Today I had 4-5 meetings (semi-)planned.
The first was delayed by over an hour, so I had to rush it and we will meet for drinks tomorrow night.
The second, well, the person didn’t show up.
The Third worked out, altho the person was a few mins late.
The Fourth person ended up being busy and sent someone else, who was higher up in the organisation (and Dutch).
And the 5th person never sms’d me, so we didn’t meet up.
Not only that, but the A/C didn’t work in my room last night, and the hotel manager wouldn’t do anything about it or to make me happy, so I found a 5th hotel to stay at. This one has A/C, a fridge, hot and cold water, and a TV. Not only that, but everything (seems to) work(s) and it’s the cheepest place I’ve been in in Dar!
It seems like all of the above has been my life for the past almost 2 weeks.
And I was thinking in the Daladala earlier “Gee, this is kinda nice here… I like it very much. I wonder if I could live here… and for how long…”
I don’t really see that happening, but I just think it’s interesting that after all this SH*T I’ve been putting up with, plus the heat and getting ripped off everywhere because I am a muzungu, I am still having a great time!
Cheers to that!
I made it back to Dar, and it’s hot here… quite hot. I had problems sleeping last night due to the heat. Found a new hotel for tonight, that has A/C. Sadly it doesn’t work very well, so we’ll see if i survive the night. If not, new hotel tomorrow!

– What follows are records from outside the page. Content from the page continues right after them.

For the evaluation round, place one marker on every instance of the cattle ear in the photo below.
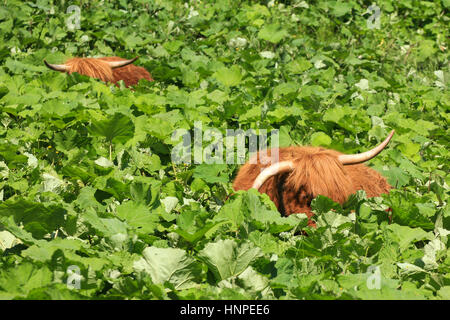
(57, 67)
(123, 63)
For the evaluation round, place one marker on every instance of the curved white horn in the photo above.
(123, 63)
(57, 67)
(362, 157)
(273, 170)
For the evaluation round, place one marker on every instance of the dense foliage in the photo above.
(87, 181)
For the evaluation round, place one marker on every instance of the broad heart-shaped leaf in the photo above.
(119, 128)
(137, 215)
(9, 153)
(405, 236)
(227, 258)
(171, 265)
(36, 218)
(229, 76)
(272, 33)
(108, 227)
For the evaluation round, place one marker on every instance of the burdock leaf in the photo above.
(227, 258)
(119, 128)
(171, 265)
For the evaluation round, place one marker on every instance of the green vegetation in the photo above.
(86, 177)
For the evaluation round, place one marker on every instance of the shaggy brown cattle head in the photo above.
(302, 173)
(107, 69)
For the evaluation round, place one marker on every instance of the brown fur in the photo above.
(317, 172)
(97, 68)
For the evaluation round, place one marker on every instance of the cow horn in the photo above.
(123, 63)
(274, 169)
(57, 67)
(362, 157)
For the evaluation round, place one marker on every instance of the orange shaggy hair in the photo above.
(97, 68)
(317, 171)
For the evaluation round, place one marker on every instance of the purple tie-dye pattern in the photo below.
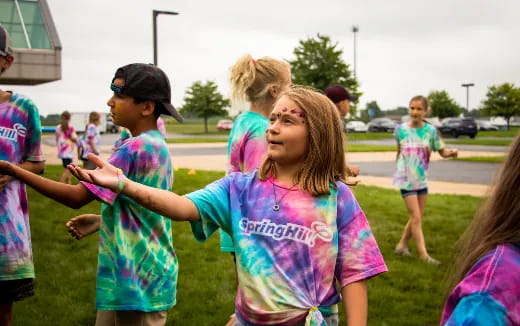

This is just a short post…. more soon, when I have time.
But, I ended up getting 2 b-day sms’s which made me happy… although, I receive both after the 14th was over (for me at least).
Did a 2 day safari with 3 nuclear physicists. Saw many elephants and zebras, dikdiks and flamingo’s impalas, some ostriches, giraffes, hippo’s, a few rhino’s, warthogs and hyena’s and a mongoose!… other animals too, but i forget what. the cutest by far was the baby warthog! I loved it cuz it was so small and too cute for words!
Bus back to Dar yesterday, running around today and a mobile phones for development workshop with the world bank later , meetings tomorrow and thursday, then outa here on friday on the train for another adventure! whoo hoo!